As a kid I remember chewing on the tender white end of a blade of grass- enjoying the smell and taste of summer. Picking wild raspberries year after year in the same secret places. The idea of harvesting wild plants has always intrigued me.

Meet Alison Birks, MS, AHG CNS -Nutritionist and Clinical Herbalist

Alison has a wealth of plant knowledge that is both delicious and nutritious. When she’s not informing her clients’ eating habits she can sometimes be found foraging for edible plants. Below is a recipe Alison makes from stinging nettles.

Stinging nettles?

Stinging nettle is a common weed that grows in rich, moist soil. It’s found in pastures, gardens or near water as it thrives on high nitrogen. It’s truly a super food- good for strong bones and healthy blood; with calcium, iron and other trace minerals. Stinging nettles have vitamin K — an important fat -soluble vitamin for normal blood clotting and bone health, protein, vitamins and antioxidants. The photo in the header shows you what a stinging nettle looks like. If you’re unsure, you can verify your find here. An interesting site where you can identify all kinds of plants: https://gobotany.newenglandwild.org/simple/

Nettles should be picked when they’re young-ideally less than 6″ high- meaning early spring. Young nettles can also be found throughout the summer but should be picked before flowering. The older plants are tougher and not as delicious.

Be careful.

You’ve probably learned to avoid nettles because they’re covered with tiny stinging hairs that can cause a rash. Grasp the nettle firmly and snap off the upper part. If done quickly and you avoid brushing your hand against them, you can pick them without gloves and not get stung. Or, just use gloves and harvest them with a pair of clippers. (The sting disappears after the plant’s dried or cooked.)

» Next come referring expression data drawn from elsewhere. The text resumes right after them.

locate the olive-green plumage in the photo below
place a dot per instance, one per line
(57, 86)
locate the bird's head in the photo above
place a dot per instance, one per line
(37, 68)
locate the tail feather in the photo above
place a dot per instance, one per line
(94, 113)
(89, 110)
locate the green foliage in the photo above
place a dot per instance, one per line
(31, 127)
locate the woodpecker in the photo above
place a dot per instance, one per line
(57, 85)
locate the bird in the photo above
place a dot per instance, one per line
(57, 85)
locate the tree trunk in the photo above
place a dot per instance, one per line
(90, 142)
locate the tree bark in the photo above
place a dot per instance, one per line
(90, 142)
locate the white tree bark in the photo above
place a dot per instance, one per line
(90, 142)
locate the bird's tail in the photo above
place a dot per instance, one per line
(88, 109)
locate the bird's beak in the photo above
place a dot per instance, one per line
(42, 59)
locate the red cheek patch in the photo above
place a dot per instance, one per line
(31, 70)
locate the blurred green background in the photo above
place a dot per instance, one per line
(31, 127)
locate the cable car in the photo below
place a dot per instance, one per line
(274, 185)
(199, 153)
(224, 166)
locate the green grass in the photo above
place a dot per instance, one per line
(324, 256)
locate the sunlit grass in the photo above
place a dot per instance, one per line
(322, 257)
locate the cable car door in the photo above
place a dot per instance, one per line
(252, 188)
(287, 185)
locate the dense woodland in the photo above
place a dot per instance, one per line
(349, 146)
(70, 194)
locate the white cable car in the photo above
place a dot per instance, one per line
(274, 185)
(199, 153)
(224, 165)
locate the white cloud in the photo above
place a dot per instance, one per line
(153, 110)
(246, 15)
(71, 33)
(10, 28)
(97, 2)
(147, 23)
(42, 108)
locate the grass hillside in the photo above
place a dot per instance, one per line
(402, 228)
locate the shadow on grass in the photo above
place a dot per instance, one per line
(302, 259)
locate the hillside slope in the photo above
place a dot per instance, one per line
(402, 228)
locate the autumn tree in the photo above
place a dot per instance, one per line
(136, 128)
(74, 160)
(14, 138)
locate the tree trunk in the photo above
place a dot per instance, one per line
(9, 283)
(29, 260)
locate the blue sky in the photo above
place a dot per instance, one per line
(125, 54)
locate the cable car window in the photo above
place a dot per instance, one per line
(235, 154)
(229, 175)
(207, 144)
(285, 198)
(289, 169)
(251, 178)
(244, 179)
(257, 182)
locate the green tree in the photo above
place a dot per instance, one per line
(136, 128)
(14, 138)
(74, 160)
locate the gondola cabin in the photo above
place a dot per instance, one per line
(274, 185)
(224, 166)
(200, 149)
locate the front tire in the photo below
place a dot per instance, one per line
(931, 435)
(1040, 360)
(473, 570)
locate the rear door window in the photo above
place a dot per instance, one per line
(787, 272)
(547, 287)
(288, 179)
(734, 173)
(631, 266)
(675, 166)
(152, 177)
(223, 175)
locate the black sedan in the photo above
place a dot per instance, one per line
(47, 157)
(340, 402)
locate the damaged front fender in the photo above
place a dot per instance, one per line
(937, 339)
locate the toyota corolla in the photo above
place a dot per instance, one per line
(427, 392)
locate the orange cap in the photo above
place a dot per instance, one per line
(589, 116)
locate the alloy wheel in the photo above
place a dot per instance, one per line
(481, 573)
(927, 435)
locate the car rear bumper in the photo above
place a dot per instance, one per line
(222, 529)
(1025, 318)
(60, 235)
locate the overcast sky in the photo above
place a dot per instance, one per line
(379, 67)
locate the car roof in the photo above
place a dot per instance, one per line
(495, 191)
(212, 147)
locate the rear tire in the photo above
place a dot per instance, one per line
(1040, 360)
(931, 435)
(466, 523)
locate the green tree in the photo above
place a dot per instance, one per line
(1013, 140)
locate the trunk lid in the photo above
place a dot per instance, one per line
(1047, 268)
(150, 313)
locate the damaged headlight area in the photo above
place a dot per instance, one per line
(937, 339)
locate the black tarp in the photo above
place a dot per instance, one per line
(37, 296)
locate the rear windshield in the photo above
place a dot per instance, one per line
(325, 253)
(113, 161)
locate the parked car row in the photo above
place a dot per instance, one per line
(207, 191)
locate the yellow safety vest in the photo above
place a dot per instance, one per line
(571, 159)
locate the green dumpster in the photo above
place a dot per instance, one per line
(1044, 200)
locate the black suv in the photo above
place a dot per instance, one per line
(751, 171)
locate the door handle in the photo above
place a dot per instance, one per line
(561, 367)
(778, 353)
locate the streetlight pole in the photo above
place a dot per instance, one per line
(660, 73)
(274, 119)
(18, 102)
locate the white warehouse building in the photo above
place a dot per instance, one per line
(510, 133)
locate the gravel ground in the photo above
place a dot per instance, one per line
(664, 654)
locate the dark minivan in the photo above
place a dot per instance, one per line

Once you have about a quart of nettle tops, rinse them well and pick out any pieces of grass or other debris before cooking. This soup is best prepared a day ahead and chilled before eating.

Ingredients:  (Serves six)

  • 1 quart of washed, freshly picked nettle tops
  • 4 large organic potatoes– peeled and diced
  • 1/2 large onion– peeled and chopped
  • 4 cloves garlic — crushed
  • 1 cup almond milk
  • 1 tsp. thyme
  • Salt to taste
  • Fresh ground black, pepper
  • 2 tbsp. olive oil

1. In a large saucepan, cover nettles with water and bring to a boil. Reduce heat, cover and simmer nettles until tender.

2. In a skillet, cook onion, potatoes and garlic in olive oil until everything is tender. Simmer covered for about 30-40 minutes.

3. Add some of the cooking liquid from the nettles and the seasonings to the potato-onion mixture and cook for 5 minutes longer.

4. Combine the nettles, potatoes and onions together in the large saucepan and let cool.

5. Puree the soup in the blender or food processor in small batches. Stir in almond milk; let the soup cool to room temperature, and then place it in the refrigerator and chill for about one hour. You can also easily freeze it in small batches for use another time.